The Equicentral Grazing System works by the horses needing to return to the central area to get key resources such as water, hay and shelter, encouraging more movement. The grazing around the central area is usually separated into smaller areas and rotated regularly, before they become over grazed.

Pros of the Equicentral grazing system

This system encourages movement from the grazing areas back to the sheltered area regularly, so can be great for horses who need to keep moving. The way the grazing areas can be rotated easily and regularly means that grass shouldn’t get stressed but also gets plenty of rest.

Cons of Equicentral

This system can be quite a lot of work to set up and if you don’t own your own land, your yard owner might not like you putting up all the fencing, especially if you want something more perminant. The central area the horses are encouraged to return to can also become muddy if it hasn’t been surfaced. Meaning this might not work for the winter.

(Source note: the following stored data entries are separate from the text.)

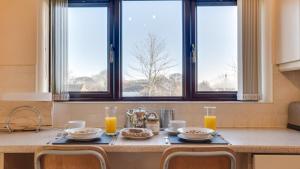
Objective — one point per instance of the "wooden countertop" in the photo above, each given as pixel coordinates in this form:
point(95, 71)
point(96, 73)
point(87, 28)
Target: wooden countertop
point(242, 140)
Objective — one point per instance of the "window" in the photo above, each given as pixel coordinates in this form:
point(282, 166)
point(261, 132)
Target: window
point(217, 48)
point(152, 50)
point(87, 49)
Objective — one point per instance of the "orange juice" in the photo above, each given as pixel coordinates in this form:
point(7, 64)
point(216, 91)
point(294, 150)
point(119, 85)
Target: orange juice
point(111, 125)
point(210, 122)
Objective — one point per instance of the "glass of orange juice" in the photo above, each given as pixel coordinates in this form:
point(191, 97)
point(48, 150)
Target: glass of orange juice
point(110, 120)
point(210, 119)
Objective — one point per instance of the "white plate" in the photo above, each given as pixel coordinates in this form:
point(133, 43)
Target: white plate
point(84, 138)
point(195, 132)
point(83, 132)
point(137, 137)
point(91, 134)
point(171, 132)
point(195, 139)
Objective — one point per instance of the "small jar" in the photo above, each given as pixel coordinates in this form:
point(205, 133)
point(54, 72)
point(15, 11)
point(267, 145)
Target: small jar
point(152, 123)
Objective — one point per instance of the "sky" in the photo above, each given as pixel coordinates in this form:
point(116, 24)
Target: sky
point(216, 27)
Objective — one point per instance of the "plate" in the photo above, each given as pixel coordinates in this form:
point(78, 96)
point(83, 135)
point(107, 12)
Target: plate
point(196, 132)
point(181, 136)
point(84, 134)
point(85, 138)
point(135, 133)
point(171, 132)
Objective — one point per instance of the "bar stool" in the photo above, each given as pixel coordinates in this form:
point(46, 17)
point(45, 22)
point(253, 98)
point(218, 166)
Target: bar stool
point(198, 158)
point(70, 157)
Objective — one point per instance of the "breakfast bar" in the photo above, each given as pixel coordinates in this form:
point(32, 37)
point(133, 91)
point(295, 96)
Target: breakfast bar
point(244, 141)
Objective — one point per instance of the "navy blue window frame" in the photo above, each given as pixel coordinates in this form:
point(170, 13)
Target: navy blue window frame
point(189, 34)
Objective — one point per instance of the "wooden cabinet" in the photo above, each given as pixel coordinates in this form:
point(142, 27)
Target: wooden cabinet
point(287, 31)
point(276, 162)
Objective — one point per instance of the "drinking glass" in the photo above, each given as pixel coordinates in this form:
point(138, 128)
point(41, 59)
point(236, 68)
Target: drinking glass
point(210, 119)
point(110, 120)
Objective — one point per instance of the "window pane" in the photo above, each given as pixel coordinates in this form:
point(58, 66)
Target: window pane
point(87, 48)
point(152, 48)
point(217, 48)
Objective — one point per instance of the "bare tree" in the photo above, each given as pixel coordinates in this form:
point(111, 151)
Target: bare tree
point(153, 62)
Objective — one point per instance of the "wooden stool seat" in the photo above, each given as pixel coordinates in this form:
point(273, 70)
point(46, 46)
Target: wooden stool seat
point(71, 157)
point(198, 158)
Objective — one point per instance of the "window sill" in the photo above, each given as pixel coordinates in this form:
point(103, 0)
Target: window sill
point(166, 102)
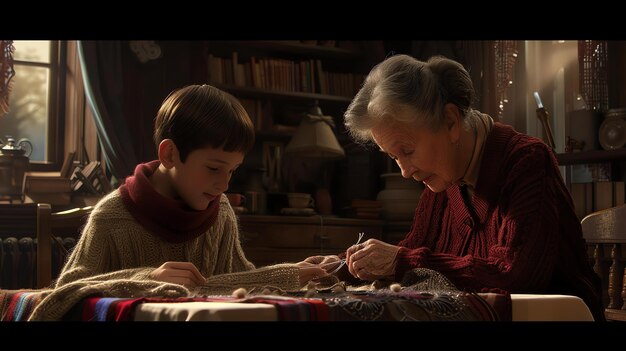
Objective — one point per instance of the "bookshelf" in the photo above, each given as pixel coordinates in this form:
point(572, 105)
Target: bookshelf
point(593, 196)
point(277, 82)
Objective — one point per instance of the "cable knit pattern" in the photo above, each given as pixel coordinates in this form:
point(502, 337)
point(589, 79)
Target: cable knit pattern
point(115, 256)
point(521, 233)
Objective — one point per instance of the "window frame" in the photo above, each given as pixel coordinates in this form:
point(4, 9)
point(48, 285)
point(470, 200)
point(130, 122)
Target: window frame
point(56, 107)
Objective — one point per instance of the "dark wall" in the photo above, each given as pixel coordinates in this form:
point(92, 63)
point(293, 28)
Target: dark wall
point(146, 85)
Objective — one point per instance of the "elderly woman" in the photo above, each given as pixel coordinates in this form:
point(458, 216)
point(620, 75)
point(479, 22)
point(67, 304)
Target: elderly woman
point(495, 212)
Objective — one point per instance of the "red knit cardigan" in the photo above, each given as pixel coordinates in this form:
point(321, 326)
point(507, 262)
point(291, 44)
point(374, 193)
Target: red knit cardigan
point(521, 235)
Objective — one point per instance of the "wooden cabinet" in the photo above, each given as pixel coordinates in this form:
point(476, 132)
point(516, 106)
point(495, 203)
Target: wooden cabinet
point(275, 239)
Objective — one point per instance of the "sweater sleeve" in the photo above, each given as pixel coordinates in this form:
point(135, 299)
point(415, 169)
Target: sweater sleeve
point(93, 256)
point(524, 238)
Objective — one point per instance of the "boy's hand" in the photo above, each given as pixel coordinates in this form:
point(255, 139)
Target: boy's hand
point(183, 273)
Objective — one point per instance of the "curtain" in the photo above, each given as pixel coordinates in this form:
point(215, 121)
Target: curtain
point(6, 74)
point(101, 64)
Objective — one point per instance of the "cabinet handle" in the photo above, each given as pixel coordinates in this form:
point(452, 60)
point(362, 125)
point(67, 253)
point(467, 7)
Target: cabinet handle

equicentral grazing system

Track & Equicentral combine

One idea I really like is combing the track and Equicentral grazing systems. This can be a really good option for horses who need to be kept moving but might not need really restricted grazing. Rather than keeping the middle of the track system for hay or winter, you split it up into smaller grazing areas and rotate which ones are open like in the Equicentral system.

combined grazing system

Conclusion

Our current grazing systems can allow horses to have too many calories while out grazing, leading to obesity. But common methods of restricting their intake, such as; grazing muzzles, strip grazing and using starvation paddocks may not be as effective as we think. Not only can these horses end up eating stressed, sugary grass. But they might also move around less, burning less calories. Other grazing systems can be more effective at reducing calories whilst also keeping the horse a bit more active. But they don’t suit all horses and might not work or be allowed at some yards.